The latest updates to my slow-going personal project, zeeker.
I’ve wanted to pen down my thoughts on the next stage of the evolution of my projects for some time. Here I go!
What’s next after pdpc-decisions?
I had a lot of fun writing pdpc-decisions. It scraped data from the Personal Data Protection Commission’s enforcement decisions web page and produced a table, downloads and text. Now I got my copy of the database! From there, I made visualisations, analyses and fun graphs.
All for free.
The “free” includes the training I got coding in Python and trying out various stages of software development, from writing tests to distributing a package as a module and a docker container.
In the lofty “what’s next” section of the post, I wrote:
The ultimate goal of this code, however leads to my slow-going super-project, which I called zeeker. It’s a database of personal data protection resources in the cloud, and I hope to expand on the source material here to create an even richer database. So this will not be my last post on this topic.
I also believe that this is a code framework which can be used to scrape other types of legal cases like the Supreme Court, the State Court, or even the Strata Titles Board. However, given my interest in using enforcement decisions as a dataset, I started with PDPC first. Nevertheless, someone might find it helpful so if there is an interest, please let me know!
What has happened since then?
For one, personal data protection commission decisions are not interesting enough for me. Since working on that project, the deluge of decisions has trickled as the PDPC appeared to have changed its focus to compliance and other cool techy projects.
Furthermore, there are much more interesting data out there: for example, the PDPC has created many valuable guidelines which are currently unsearchable. As Singapore’s rules and regulations grow in complexiseekerere’s much hidden beneath the surface. The zeeker project shouldn’t just focus on a narrow area of law or judgements and decisions.
In terms of system architecture, I made two other decisions.
Use more open-source libraries, and code less.
I grew more confident in my coding skills doing pdpc-decisions, but I used a few basic libraries and hacked my way through the data. When I look back at my code, it is unmaintainable. Any change can break the library, and the bog of whacked-up coding made it hard for me to understand what I was doing several months later. Tests, comments and other documentation help, but only if you’re a disciplined person. I’m not that kind of guy.
Besides writing code (which takes time and lots of motivation), I could also “piggyback” on the efforts of others to create a better stack. The stack I’ve decided so far has made coding more pleasant.
Decoupling the project with the programming language also expands the palette of tools I can have.
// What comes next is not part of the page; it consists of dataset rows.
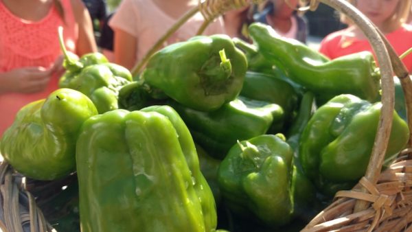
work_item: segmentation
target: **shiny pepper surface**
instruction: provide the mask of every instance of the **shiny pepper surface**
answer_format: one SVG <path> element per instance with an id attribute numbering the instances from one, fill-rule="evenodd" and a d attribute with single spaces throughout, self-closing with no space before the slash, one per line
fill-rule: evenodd
<path id="1" fill-rule="evenodd" d="M 214 231 L 216 212 L 193 140 L 168 106 L 115 110 L 77 143 L 82 231 Z"/>
<path id="2" fill-rule="evenodd" d="M 76 169 L 76 143 L 82 124 L 98 114 L 84 94 L 69 89 L 23 107 L 1 139 L 4 159 L 25 176 L 50 181 Z"/>
<path id="3" fill-rule="evenodd" d="M 283 126 L 284 111 L 275 104 L 238 97 L 213 112 L 203 112 L 175 102 L 195 141 L 211 156 L 222 159 L 237 140 L 246 140 Z"/>
<path id="4" fill-rule="evenodd" d="M 249 32 L 266 60 L 313 92 L 319 105 L 343 93 L 368 101 L 378 96 L 380 72 L 369 51 L 331 60 L 297 40 L 279 36 L 271 26 L 255 23 Z"/>
<path id="5" fill-rule="evenodd" d="M 338 95 L 314 113 L 300 138 L 299 157 L 305 174 L 326 196 L 350 189 L 365 175 L 374 146 L 382 104 Z M 386 158 L 407 144 L 409 130 L 393 111 Z"/>
<path id="6" fill-rule="evenodd" d="M 99 113 L 103 113 L 119 108 L 119 91 L 131 81 L 132 75 L 127 69 L 103 62 L 85 65 L 74 73 L 67 71 L 60 78 L 59 86 L 83 93 L 93 101 Z"/>
<path id="7" fill-rule="evenodd" d="M 260 135 L 233 146 L 218 174 L 231 210 L 247 220 L 253 216 L 272 227 L 289 222 L 293 156 L 292 148 L 278 135 Z"/>
<path id="8" fill-rule="evenodd" d="M 247 69 L 229 36 L 199 36 L 154 54 L 141 78 L 187 107 L 213 111 L 238 96 Z"/>

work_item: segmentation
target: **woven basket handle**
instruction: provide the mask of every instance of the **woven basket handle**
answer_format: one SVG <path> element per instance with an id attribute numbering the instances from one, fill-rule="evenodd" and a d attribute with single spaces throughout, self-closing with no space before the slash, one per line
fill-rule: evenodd
<path id="1" fill-rule="evenodd" d="M 408 113 L 408 125 L 412 127 L 412 117 L 410 114 L 411 106 L 411 80 L 408 71 L 404 65 L 395 53 L 392 46 L 385 36 L 358 9 L 344 0 L 310 0 L 310 6 L 316 6 L 322 2 L 336 10 L 345 14 L 349 17 L 365 34 L 369 41 L 378 59 L 381 73 L 382 104 L 379 124 L 375 137 L 374 148 L 365 177 L 374 185 L 376 184 L 383 164 L 385 154 L 387 148 L 389 136 L 392 128 L 392 119 L 394 108 L 394 84 L 393 73 L 401 80 L 402 88 L 405 93 L 407 112 Z M 314 10 L 315 7 L 310 10 Z M 409 145 L 412 143 L 409 137 Z M 366 192 L 365 188 L 360 189 Z M 354 212 L 360 211 L 368 207 L 369 203 L 366 201 L 358 200 L 354 207 Z"/>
For example, instead of using a low-level Python library like pdfminer to “plumb” a PDF, I could use a self-hosted docker container like parsr to OCR or analyse the PDF and then convert it to text.
It’s about finding the best tool for the job, not depending only on my (medio,cre) programming skills to bring results.
There’s, of course, an issue of technical debt (if parsr is not being developed anymore, my project can slow down as well). I think this is not so bad because all the projects I picked are open-source. I would also pick well-documented and popular projects to reduce this risk.
It’s all a pipeline, baby.
The only way the above is possible is a paradigm shift from making one single package of code to thinking about the work as a process. There are discrete parts to a task, and the code is suited for that particular task.
I was inspired to change the way I thought about zeeker when I saw the flow chart for OpenLaw NZ’s Data Pipeline.
It’s made of several AWS components and services (with some Azure). The steps are small, like receiving an event, sending it to a serverless function, putting the data in an S3 bucket, and then running another serverless function.
The key insight is to avoid building a monolith. I am not committed to building a single program or website. Instead, a project is broken into smaller parts. Each part is only intended to do a small task well. In this instance, zeekerscrapers is only a scraper. It looks at the webpage, takes the information already present on the web page, and saves or downloads the information. It doesn't bother with machine learning, displaying the results or any other complicated processing.
Besides using the right tool for the job, it is also easier to maintain.
The modularity also makes it simple to chop and change for different types of data. For example, you need to OCR a scanned PDF but don’t need to do that for a digital PDF. If the workflow is a pipeline, you can take that task out of the pipeline. Furthermore, some tasks, such as downloading a file, are standard fare. If you have a code you can reuse over several pipelines, you can save much coding time.
On the other hand, I would be relying heavily on cloud infrastructure to accomplish this, which is by no means cheap or straightforward.
I have been quite busy lately, so I have yet to develop this at the pace I would like. For now, I have been converting pdpc-decisions to seeker. It’s been a breeze even though I took so much time.
On the other hand, my leisurely pace also allowed me to think about more significant issues, like what I can generalise and whether I will get bad vibes from this code in the future. Hopefully, the other scrapers can develop at breakneck speed once I complete thinking through the issues.
I have also felt more and more troubled by what to prioritise. Should I write more scrapers? Scrape what? Should I focus on adding more features to existing scrapers (like extracting entities and summarisation etc.)? When should I start writing the front end? When should I start advertising this project?
It’d be great to hear your comments. Meanwhile, keep watching this space!